@informateur.ci- Le Burkina Faso et le Système des Nations Unies ont franchi une étape majeure dans leur coopération au développement avec la signature, vendredi 6 février 2026 à Ouagadougou, d’un accord de financement de plus de 850 milliards de francs CFA.
Ce partenariat stratégique vise la mise en œuvre de trois programmes dits «transformateurs» sur la période 2025-2030, axés sur la souveraineté alimentaire, la résilience des populations et la stabilisation du territoire.
Les documents officiels ont été paraphés par le ministre de l’Économie et des Finances, Dr Aboubakar Nacanabo, et le Coordonnateur par intérim du Système des Nations Unies, Maurice Azonnankpo. Le montant global de l’enveloppe s’élève précisément à 850 209 681 026 FCFA, un financement destiné à soutenir durablement le développement économique et social du pays dans un contexte marqué par de multiples défis.
Le premier programme, le plus important en termes de ressources, bénéficie d’un budget de 645 milliards de FCFA. Il porte sur la transformation durable des systèmes alimentaires et sera déployé dans les 13 régions du Burkina Faso, avec un accent particulier sur les zones à fort potentiel agricole et celles confrontées à l’insécurité alimentaire. L’objectif est de renforcer la souveraineté nutritionnelle du pays et sa capacité d’adaptation face aux chocs climatiques.

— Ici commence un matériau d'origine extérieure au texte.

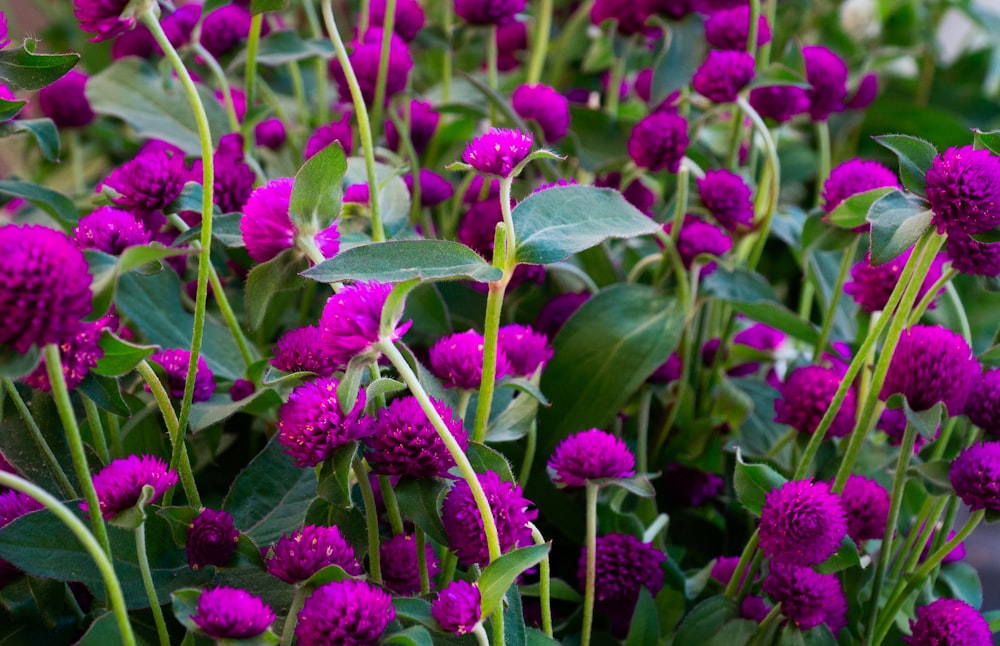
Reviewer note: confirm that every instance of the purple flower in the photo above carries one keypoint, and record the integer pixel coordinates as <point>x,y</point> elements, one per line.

Le deuxième volet concerne le Programme d’appui à la transition humanitaire-développement-paix, doté de plus de 109 milliards de FCFA. Il ambitionne de rompre avec une approche exclusivement humanitaire pour promouvoir des solutions durables fondées sur la résilience et la paix.
Enfin, le programme « Stabilisation, cohésion sociale et transition », financé à hauteur de plus de 151 milliards de FCFA, ciblera en priorité les zones frontalières et les territoires fragiles afin de renforcer la présence de l’État et le tissu social.
Selon le ministre Aboubakar Nacanabo, cet accord s’inscrit pleinement dans la dynamique du Plan national de développement RELANCE (2026-2030), adopté fin janvier. Il constitue un levier essentiel pour améliorer concrètement les conditions de vie des populations burkinabè et accélérer la mise en œuvre des priorités nationales.